Hey, what’s new(s)?

It’s dismaying to read so many comments by hyper-smart people, some of them specialists in analyzing the news media, criticizing, even screaming over, how news media report…the news.

Headlines are a particular source of their irritation. Given the very few words a headline can squeeze in, why are so many people angry at them, furious that pejoratives can appear in a headline? Especially pejoratives which suggests the Democratic Party is in “disarray,” or some similar word.

Even if you don’t define “disarray” in a way that characterizes a moment in the lively debate which occurs in our only working political party — clearly, I do not — why are you so upset? If you read the article fully, you’ll find the factual news for which you’re reading the paper and you can mentally discard “disarray.”

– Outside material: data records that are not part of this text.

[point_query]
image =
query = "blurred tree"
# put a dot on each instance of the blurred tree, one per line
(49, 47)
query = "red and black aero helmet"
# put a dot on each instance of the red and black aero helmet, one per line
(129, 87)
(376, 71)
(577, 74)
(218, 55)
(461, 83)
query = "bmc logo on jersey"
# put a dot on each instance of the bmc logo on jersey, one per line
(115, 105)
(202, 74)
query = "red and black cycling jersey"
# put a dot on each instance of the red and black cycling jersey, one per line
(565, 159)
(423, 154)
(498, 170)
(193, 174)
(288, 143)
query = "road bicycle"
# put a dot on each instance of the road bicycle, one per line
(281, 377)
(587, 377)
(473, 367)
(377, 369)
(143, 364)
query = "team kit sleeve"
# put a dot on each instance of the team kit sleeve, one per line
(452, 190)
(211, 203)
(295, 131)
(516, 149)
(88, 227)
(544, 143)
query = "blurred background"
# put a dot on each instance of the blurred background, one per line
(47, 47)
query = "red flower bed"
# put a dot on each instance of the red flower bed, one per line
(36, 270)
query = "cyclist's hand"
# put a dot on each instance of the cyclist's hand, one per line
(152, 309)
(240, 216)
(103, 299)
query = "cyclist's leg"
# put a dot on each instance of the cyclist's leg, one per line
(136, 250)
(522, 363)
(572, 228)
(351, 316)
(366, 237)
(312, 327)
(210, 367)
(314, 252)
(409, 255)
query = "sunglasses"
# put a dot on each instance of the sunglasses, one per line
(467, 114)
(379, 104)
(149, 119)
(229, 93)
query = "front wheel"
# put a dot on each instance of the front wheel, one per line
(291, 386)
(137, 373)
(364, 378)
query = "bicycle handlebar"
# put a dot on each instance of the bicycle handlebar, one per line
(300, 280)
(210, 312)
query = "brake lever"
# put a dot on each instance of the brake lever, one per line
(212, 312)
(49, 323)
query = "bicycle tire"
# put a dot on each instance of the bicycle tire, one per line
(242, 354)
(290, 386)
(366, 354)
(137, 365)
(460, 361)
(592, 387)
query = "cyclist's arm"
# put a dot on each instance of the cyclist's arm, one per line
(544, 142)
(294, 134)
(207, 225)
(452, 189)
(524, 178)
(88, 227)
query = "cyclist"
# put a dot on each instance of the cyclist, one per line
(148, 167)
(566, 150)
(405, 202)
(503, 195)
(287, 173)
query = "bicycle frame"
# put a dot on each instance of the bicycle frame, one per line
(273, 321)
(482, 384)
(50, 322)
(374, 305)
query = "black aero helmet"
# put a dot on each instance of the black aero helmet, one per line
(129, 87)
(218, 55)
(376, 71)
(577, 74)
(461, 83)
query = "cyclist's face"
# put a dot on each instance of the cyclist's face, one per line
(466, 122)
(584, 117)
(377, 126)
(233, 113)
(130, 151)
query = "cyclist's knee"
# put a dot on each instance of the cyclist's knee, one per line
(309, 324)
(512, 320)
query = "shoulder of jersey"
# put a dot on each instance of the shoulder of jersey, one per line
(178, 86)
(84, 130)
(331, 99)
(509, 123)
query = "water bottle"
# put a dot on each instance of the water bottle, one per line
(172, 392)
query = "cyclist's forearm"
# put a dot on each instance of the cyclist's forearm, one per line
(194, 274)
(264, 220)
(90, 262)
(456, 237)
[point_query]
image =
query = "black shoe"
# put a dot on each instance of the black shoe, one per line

Heightened language is used in headlines to…get your attention and prick you to read the article. I’ve always thought this was the purpose of a headline.

Once you get past the headline, a news article gives you the facts. Yes, each reporter uses his/her own language to bring the facts to life. But the facts are the facts and they are in there, in the article, no matter how they are tinted.

Another thing. It feels stupid to type this but…opinion pieces are not news articles.

Newspapers like the Times present an array of opinion pieces, from an array of opinions. One opinion piece yesterday in the Times made me furious because it demonstrated clear political bias without any intelligent logic to support it. What I did with that piece is what I always do: I read the readers’ comments; they soothed my soul by ripping into the lack of intelligent rationale in the opinion piece. I love my fellow Times readers.

Another major gripe about the Times is their penchant for sending reporters to — lots of mockery about this — diners in Dayton, Ohio to interview MAGA supporters. I read those articles and am struck, over and over, by how ignorant, how dim those people are. And I want to know this. Haven’t all of us over the past years asked ourselves, and maybe some of our relatives and friends, “Why? Why do you support this? How the fuck could you vote for this shit?” Well, thanks to the Times, we now know.

Do you want not to know? Why?

So the central question is, why do people I otherwise respect send up alarms about major news media, about their reporting, about their language? You can’t be afraid that the likes of, say, Christopher Caldwell, will warp my mind into thinking the Ukrainian War is the fault of the United States? Do you think I’ll stop voting for people whose values replicate mine?

No. Instead I’ll be influenced by Helene Cooper’s headlined, front page story, “Russian Military Is Repeating Mistakes in Eastern Ukraine, U.S. Says.”

There is not one suggestive headline, one news article, one enraging opinion piece that has changed my own intellectual, deeply considered positions about what’s been going on in our lives and on our planet.

So if you’re not warning and advising me about reading the news, who are you talking to?